Research on street‐level bureaucrats has identified their role as policy entrepreneurs through the adoption and advocacy of policy innovations. This article adds to this research by underscoring how street‐level bureaucrats use creativity and improvisation to find contextual solutions for emergent local policy problems in response to scarcity. We suggest that these practices of policy repair allow frontline bureaucracies to deal with personnel, process, and material scarcity and maintain public service delivery even in resource‐scarce environments. Using ethnographic data from Punjab, Pakistan, we show that this repair work is collaborative, client‐centered, and motivated by compassion and kindness. Our research indicates that emergent and improvised policy repair allows frontline bureaucracies to be resilient and responsive to scarcity and changing service demands. Our findings further suggest that inclusion of street‐level bureaucrats in formal policy decisions can help develop context‐specific solutions to emergent problems of public service delivery.
Evidence for Practice
Street‐level bureaucrats (SLBs) face multiple types of scarcity during policy implementation—material scarcity, where they do not have enough equipment or space for their work; process scarcity, where officially sanctioned menu of routines or procedures do not account for local situations; and personnel scarcity, where they do not have enough workforce or expertise for their tasks.

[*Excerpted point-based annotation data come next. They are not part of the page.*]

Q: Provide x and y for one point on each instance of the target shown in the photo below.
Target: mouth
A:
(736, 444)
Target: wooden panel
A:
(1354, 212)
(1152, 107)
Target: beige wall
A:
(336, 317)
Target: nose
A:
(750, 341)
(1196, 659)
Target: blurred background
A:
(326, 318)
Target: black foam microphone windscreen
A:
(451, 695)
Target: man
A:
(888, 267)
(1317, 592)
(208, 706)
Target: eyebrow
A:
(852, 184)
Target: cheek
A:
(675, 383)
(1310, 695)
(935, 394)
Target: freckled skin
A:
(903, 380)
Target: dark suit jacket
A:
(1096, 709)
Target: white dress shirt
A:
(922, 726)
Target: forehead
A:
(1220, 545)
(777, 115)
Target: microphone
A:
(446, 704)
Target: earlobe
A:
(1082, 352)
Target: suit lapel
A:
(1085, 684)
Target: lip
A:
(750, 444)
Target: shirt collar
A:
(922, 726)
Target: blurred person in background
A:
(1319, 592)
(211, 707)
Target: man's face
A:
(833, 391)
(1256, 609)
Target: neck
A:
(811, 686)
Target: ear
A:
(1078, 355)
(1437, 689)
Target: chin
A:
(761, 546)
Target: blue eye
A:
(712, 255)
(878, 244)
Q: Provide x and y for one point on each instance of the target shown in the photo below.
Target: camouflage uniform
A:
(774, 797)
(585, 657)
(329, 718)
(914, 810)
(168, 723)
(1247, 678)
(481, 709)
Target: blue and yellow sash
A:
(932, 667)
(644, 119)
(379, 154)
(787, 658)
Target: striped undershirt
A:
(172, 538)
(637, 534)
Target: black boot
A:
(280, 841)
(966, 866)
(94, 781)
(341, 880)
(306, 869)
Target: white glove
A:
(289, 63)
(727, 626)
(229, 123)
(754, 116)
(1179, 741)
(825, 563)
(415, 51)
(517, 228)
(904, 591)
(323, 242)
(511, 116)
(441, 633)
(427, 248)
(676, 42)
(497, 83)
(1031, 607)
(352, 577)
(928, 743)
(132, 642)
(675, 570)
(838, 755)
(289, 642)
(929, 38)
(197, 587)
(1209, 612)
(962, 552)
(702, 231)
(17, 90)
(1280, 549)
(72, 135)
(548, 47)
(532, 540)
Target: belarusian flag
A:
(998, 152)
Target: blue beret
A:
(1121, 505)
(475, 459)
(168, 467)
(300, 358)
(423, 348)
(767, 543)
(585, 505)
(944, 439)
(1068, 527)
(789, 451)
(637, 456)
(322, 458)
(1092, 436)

SLBs do policy repair—use creativity and innovation in their day‐to‐day work to find local and contextualized solutions for their localized service limitations, to overcome scarcity, and to deal with the vulnerability of bureaucratic systems.
Allowing SLBs to use creativity and improvisation for local and emergent problems can create more robust and resilient public service delivery systems.
Repair requires implicit and local knowledge of bureaucratic systems; inclusion of SLBs in formal policy decisions is necessary to develop context‐specific solutions to emergent problems of public service delivery.